FLASHBACK ON
Malam yang sepi, saat semua pelayan rumah paruh waktu sudah selesai bekerja, Kiara sedang sendirian di dalam mansion milik Ray. Paman Willy dan bibi Willy sedang keluar entah kemana. Mansion hanya di jaga oleh dua orang satpam di pintu gerbang. Dua orang satpam itu sangat jarang menginjakkan kaki di dalam mansion milik Ray.
Meski begitu, tapi keamanan mansion sudah sangat canggih.
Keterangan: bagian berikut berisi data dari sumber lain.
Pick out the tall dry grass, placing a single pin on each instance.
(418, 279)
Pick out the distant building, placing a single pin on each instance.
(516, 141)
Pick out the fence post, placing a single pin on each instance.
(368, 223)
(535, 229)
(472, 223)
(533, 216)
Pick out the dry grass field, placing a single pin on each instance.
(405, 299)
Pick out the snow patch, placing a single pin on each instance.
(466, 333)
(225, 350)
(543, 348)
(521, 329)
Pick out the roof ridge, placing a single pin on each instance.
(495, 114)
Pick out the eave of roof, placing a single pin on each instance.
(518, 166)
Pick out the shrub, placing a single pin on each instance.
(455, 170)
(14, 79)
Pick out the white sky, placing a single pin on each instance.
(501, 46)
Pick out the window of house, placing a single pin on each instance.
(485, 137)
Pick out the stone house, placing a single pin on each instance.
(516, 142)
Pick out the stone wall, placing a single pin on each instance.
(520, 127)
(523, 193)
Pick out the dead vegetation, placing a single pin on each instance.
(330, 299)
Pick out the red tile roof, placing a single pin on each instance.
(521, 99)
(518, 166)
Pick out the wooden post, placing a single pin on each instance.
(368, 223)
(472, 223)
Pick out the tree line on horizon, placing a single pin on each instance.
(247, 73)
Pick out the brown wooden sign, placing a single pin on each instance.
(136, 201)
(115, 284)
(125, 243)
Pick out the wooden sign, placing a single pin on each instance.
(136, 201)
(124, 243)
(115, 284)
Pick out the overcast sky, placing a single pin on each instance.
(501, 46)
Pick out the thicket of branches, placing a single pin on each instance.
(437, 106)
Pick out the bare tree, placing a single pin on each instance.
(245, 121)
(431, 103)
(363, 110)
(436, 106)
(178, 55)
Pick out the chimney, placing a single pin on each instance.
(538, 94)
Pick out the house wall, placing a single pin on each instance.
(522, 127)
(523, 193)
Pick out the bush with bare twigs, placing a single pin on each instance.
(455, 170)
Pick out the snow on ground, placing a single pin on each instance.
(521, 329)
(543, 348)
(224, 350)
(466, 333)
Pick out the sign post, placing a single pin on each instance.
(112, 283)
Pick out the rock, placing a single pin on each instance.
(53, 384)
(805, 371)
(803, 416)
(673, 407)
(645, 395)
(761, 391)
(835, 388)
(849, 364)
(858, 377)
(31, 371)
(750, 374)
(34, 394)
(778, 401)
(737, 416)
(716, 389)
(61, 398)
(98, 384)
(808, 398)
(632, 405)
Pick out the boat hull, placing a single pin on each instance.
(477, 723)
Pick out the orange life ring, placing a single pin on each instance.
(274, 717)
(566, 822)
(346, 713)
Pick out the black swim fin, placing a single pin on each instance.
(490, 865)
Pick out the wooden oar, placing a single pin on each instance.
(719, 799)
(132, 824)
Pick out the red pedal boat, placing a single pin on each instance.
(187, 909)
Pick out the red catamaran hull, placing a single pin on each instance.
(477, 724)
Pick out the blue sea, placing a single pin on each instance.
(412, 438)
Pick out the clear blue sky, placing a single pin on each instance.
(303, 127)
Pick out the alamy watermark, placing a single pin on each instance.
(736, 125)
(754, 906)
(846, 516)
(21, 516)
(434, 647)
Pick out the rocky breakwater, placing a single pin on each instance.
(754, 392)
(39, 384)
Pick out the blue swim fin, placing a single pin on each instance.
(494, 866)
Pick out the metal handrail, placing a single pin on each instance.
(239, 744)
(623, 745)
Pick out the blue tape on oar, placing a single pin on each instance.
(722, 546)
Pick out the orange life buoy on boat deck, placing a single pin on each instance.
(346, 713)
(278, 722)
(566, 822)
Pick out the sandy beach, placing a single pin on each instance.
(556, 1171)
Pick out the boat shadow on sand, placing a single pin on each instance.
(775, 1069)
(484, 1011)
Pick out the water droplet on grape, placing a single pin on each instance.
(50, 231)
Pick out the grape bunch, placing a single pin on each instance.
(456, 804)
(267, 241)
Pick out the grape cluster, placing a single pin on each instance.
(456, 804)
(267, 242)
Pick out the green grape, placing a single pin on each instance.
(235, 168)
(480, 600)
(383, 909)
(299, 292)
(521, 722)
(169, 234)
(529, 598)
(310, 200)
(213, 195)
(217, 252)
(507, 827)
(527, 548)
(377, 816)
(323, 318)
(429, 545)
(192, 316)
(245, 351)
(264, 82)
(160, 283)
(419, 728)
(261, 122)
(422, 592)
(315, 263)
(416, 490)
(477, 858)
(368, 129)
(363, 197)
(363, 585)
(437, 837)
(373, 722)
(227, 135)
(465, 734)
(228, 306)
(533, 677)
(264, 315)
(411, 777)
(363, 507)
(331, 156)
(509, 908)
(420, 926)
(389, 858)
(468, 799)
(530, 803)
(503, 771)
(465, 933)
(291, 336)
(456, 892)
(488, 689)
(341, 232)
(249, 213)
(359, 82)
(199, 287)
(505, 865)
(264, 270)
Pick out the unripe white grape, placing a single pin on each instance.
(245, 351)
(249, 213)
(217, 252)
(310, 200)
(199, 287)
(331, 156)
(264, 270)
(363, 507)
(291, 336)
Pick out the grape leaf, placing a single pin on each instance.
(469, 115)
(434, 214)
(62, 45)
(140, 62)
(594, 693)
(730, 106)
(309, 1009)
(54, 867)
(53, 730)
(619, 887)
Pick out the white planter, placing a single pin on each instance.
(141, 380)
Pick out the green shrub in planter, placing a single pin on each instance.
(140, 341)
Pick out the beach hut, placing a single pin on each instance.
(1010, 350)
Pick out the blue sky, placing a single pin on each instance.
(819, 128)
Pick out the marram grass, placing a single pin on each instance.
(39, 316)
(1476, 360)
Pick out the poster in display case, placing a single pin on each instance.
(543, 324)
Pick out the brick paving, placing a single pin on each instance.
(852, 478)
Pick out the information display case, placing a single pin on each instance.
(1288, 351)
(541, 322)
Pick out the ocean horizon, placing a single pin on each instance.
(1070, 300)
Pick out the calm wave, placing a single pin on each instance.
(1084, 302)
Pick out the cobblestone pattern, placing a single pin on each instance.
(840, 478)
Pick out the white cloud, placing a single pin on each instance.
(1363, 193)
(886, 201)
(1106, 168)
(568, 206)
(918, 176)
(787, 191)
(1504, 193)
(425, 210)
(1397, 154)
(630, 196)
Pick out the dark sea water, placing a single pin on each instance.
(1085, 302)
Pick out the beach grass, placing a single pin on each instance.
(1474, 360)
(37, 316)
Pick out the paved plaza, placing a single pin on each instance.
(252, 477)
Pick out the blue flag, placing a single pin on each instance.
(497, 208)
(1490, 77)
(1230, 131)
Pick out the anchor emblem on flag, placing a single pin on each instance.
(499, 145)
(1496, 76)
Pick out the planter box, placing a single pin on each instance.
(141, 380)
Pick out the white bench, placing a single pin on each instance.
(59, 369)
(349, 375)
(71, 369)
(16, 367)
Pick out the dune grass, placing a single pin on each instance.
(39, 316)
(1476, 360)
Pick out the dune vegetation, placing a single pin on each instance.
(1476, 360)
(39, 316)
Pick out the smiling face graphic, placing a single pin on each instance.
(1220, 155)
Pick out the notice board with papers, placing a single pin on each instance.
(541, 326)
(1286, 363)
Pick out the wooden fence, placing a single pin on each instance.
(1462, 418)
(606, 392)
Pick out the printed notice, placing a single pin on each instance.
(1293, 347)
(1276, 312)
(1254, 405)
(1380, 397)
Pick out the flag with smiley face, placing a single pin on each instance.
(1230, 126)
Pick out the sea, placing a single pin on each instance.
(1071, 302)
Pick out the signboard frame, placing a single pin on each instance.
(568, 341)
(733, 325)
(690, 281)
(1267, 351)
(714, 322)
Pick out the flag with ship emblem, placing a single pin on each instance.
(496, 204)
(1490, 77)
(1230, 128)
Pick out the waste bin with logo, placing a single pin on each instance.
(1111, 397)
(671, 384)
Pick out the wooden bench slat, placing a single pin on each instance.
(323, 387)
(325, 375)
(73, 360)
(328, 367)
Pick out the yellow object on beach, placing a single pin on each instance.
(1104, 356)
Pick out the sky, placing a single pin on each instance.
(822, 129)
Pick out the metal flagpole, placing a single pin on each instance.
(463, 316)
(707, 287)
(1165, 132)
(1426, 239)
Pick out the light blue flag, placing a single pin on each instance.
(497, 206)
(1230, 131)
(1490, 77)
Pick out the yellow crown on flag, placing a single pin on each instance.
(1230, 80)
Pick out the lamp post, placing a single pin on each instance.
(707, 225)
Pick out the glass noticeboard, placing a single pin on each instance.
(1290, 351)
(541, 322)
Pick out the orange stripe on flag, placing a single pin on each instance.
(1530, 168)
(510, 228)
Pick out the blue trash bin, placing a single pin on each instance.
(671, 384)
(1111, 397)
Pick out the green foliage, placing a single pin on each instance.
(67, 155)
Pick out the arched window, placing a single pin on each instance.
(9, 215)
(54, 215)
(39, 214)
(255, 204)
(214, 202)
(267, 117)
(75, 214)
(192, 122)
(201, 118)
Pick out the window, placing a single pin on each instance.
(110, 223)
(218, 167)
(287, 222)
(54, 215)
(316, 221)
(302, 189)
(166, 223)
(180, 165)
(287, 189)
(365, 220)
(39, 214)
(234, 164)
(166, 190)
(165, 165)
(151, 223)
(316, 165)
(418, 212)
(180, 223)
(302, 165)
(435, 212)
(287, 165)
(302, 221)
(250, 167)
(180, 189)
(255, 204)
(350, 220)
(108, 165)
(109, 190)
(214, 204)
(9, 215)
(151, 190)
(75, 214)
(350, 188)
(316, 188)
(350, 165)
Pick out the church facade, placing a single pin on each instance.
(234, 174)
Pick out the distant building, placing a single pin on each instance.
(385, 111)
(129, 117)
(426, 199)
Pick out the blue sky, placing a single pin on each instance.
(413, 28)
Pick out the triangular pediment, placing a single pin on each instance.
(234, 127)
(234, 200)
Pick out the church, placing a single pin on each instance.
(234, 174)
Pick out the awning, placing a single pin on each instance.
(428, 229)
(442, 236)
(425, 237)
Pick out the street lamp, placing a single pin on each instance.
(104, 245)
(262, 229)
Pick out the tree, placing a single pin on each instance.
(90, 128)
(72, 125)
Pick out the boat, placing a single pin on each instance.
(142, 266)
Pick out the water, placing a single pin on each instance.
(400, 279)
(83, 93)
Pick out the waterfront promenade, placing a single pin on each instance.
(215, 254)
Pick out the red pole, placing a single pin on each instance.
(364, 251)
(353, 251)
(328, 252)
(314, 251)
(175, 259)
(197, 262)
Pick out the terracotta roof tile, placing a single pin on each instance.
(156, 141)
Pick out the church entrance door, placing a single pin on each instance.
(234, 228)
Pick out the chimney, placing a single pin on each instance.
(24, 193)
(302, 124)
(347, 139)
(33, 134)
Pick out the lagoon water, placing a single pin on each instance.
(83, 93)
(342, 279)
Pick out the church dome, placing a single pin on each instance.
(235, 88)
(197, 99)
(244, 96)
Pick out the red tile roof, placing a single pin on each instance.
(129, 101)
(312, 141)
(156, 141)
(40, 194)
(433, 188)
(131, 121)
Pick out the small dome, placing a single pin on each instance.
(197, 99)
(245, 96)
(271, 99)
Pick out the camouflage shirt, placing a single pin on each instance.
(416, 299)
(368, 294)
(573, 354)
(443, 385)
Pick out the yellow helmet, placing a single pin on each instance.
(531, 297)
Tidak hanya dilengkapi dengan CCTV saja, tapi juga berbagai jenis alarm keamanan yang dikendalikan dengan teknologi komputer. Ray sangat peduli dengan keamanan mansion yang sangat mewah miliknya itu.
.
.
.
"Brengsek, kenapa semua hal tidak berjalan sesuai dengan keinginanku? ... Cih, kepalaku sakit sekali." Umpat Ray. Ia berjalan dengan sempoyongan.
Kiara sedang berada di ruang tengah ketika sang pemilik mansion pulang dalam keadaan kacau.
"Tuan Ray, Anda baik-baik saja?"
Merasa iba dan khawatir, Kiara mencoba membantu memapah tuannya itu, Ray menuju kamar. Tercium jelas bau alkhohol dari mulut Ray. Begitu menyengat di hidung mancungnya. Membuatnya mengernyit menahan tak kuasa.
"Tuan Ray, Anda baik-baik saja?" Pertanyaan yang sama Kiara kembali ucapkan.
Ray sungguh terlihat sangat buruk. Ia bahkan tak bisa mengerluarkan sepatah kata untuk menjawab pertanyaan dari Kiara. Bahkan, ia sendiri kesulitan mengenali siapa yang tengah bertanya dan membantu memapah dirinya. Pandangannya mengabur, otaknya sulit berpikir jernih.
Kemeja Ray berantakan. Dua kancing bajunya terlepas, dasi tidak tertata pada tempatnya. Ray mabuk. Sebenarnya berapa gelas alkhohol yang sudah Ray teguk? Bau itu semakin menyengat di hidung mancung Kiara ketika ia semakin memangkas jarak dengan tubuh Ray. Kiara tidak menyukai bau itu. Itu membuatnya ikutan pusing.
"Ini pertama kalinya aku melihat Tuan Ray dalam keadaan seburuk ini. Apakah orang kaya memang suka menghabiskan waktu di bar dan minum-minum setan yang tidak jelas itu? Kenapa harus berlari menghampiri tahta iblis jika kehidupan ala malaikat yang indah dan damai lebih mudah dinikmati? Bukankah Tuhan sudah menciptakan banyak lukisan alam yang ada di sekitar? Kenapa malah memilih istana iblis yang jelas-jelas merusak hati, jiwa, dan raga?" Batin Kiara yang masih membantu memapah Ray menuju kamar.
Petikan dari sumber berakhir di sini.